Beware of poor web page performance: You will LITERALLY die from 1,000 cuts.
My steps for better performance:

  1. apache gzip rules
  2. apache expires headers
  3. smaller images with ImageAlpha/ImageOptim
  4. javascript to bottom of the page
Simple things to make your webpage load faster.
Agreed, although I'm not sure how much #4 matters for a "CRUD" app written in Angular - there's nothing worth seeing until JS runs :-)

... other than a div that says "Loading..." for half a second to a second. Yeah, not great, but it's an app (HUGE government form), not a marketing flyer.

Is there any advantage to moving JavaScript to the bottom of the page when most browsers support <script async> and <script defer>?
Also, number 2 REALLY shines when you have concatenated items such as scripts together, so you just check the expiration of "all-the-scripts.js", and only load it once.

(apologies to those who already mentioned concatenation, but I thought it worth mentioning what a bonus "cache headers PLUS concatenation" is)

The very first step in web performance is to just load less: it's truly amazing how much unnecessary crap is put on pages these days to just convey some simple information.

The modern web is perfectly fine and fast, it's just abused to hell by all the extra "design", images, ads, videos, analytics, etc. Just keeping it simple would solve more problems than anything else.

That's easy to say. Tons of websites can actually function financially due to those ads and analytics.
I know, I work in the ad industry.

However a good 75% of it is unnecessary and because of bad business management rather than technical reasons. There are better ad networks and analytics services, combined with better site architecture and code, that can make a big impact if the publishers cared to do it.

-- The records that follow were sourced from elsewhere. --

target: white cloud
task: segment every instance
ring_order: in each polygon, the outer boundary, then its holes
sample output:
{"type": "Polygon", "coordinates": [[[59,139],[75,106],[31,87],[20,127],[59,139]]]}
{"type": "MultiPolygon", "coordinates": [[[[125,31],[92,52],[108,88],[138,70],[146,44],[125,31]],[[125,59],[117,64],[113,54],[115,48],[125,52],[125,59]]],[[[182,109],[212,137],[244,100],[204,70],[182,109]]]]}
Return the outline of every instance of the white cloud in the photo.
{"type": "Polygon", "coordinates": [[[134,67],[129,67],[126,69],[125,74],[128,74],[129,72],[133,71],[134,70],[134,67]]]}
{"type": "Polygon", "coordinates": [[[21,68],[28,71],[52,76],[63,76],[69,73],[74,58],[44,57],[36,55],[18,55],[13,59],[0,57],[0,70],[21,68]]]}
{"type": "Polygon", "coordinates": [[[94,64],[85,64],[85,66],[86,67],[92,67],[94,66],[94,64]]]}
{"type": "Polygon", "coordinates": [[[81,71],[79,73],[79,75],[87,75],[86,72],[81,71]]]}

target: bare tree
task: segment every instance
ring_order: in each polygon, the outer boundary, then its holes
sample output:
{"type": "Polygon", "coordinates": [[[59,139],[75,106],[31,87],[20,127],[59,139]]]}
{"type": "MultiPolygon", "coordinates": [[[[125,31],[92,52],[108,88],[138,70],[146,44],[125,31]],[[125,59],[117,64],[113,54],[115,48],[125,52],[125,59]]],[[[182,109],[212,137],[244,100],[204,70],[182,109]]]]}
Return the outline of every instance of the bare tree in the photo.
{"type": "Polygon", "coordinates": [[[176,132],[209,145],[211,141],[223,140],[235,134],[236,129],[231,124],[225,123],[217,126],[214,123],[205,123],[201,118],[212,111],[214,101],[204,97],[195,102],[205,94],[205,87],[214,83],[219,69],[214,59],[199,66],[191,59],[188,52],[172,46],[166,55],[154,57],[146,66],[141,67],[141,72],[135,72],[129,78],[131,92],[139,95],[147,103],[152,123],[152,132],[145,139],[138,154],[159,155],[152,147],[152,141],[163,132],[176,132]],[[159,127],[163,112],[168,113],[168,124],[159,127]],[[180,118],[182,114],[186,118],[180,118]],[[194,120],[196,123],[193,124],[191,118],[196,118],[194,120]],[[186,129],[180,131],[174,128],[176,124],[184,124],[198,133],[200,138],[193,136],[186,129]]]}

"Bottom line. Try not to overdo it (on company time). At the end of the day you need to ship it."

What kind of abusive management structure has this guy thinking he has to work for performance issues on his own time? I shudder to think what company he's working for or what manager has instilled such a sense in him and I truly feel sorry for him that he thinks this way.

I think that's a bit unfair. He's not saying you are required to commit your own time in order to meet performance requirements; he's just saying that the business needs to take a balanced view on priorities in order to ship. So if you care enough about a deprioritised issue that you can't sleep, and the company is unable or unwilling to change its priorities, feel free to fix it on your own time. Or don't. Your call.

Now if the company demanded certain perf issues be resolved ahead of shipping and didn't provide company time for it, that would be a different matter and I'd agree with you.